Amid rising military tensions and the growing risk of inadvertent armed conflicts on the Korean Peninsula, the future remains uncertain. Depending solely on alliances to maintain peace will not achieve denuclearization; instead, it may exacerbate the North Korean nuclear crisis and escalate it to the brink of nuclear war. South and North Korea must acknowledge their capacity for mutually assured destruction—South Korea ranks as the world's 6th most powerful conventional military force with a defense budget of nearly 60 trillion won, while North Korea possesses nuclear weapons.


Simply opting for a military solution to the nuclear issue without a thorough understanding of North Korea or comprehensive strategy may be politically convenient, but it is far from being “audacious.” The entire South Korean population will have to suffer the consequences of the government's North Korea policy. Therefore, preemptive measures and strategic choices for managing the North Korean nuclear threat must be considered before denuclearization.


North Korea has made clear that nuclear weapons can no longer be subject to an “equivalent exchange” with any corresponding benefits in return, and has further rejected the approach of pursuing denuclearization and a peace regime in parallel. In this context, exchanges should be grounded in mutual equivalence rather than on the basis of “equivalence” or “sequential moves.” To mitigate the threats posed by North Korea’s nuclear weapons, it is crucial to address the security concerns that North Korea faces. The dilemma and complexity arise when attempting to dismantle North Korea’s existing nuclear warheads and materials, as it requires addressing North Korea’s future security concern.


Rather than promoting an unrealistic vision of denuclearization, a pragmatic alternative would be to create the conditions so that nuclear weapons would become irrelevant and useless. The solution to the DPRK nuclear issue should not start with denuclearization, but with making the use of nuclear weapons unnecessary. To establish an environment where North Korea has no incentive to employ its nuclear arsenal, it is imperative to approach the nuclear issue from a broader perspective that transcends national security, encompassing more humane considerations—an approach that I refer to as the “humanization” of DPRK nuclear issue.


It is wrong to assume that North Korea will never use its nuclear weapons. In September 2022, North Korea promulgated its Nuclear Forces Policy Laws, outlining conditions for the preemptive and retaliatory use of nuclear weapons. While the decision of whether or not to use nuclear weapons is under the regime's purview, it raises concerns in South Korea regarding how to prevent North Korea from using its nuclear weapons.
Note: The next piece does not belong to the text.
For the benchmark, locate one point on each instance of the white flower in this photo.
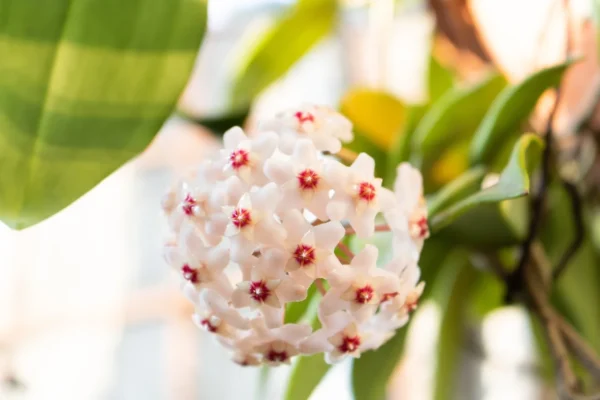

The North Korean nuclear threat extends beyond the regime's physical use of the weapons. It encompasses a broader scope, including human rights, the environment, climate, the economy, society, culture, and various aspects of human life. In this sense, whether North Korea's nuclear arsenal becomes an instrument of desperation or a source of peril depends on our understanding of North Korea's actions and our perception of the risks involved. The window of opportunity for denuclearization on the Korean Peninsula is still open.



Dong-Yub Kim is an associate professor of Military and Security Studies at the University of North Korean Studies and the Director of North Korean Nuclear Issue Center at the Institute for Far Eastern Studies (IFES).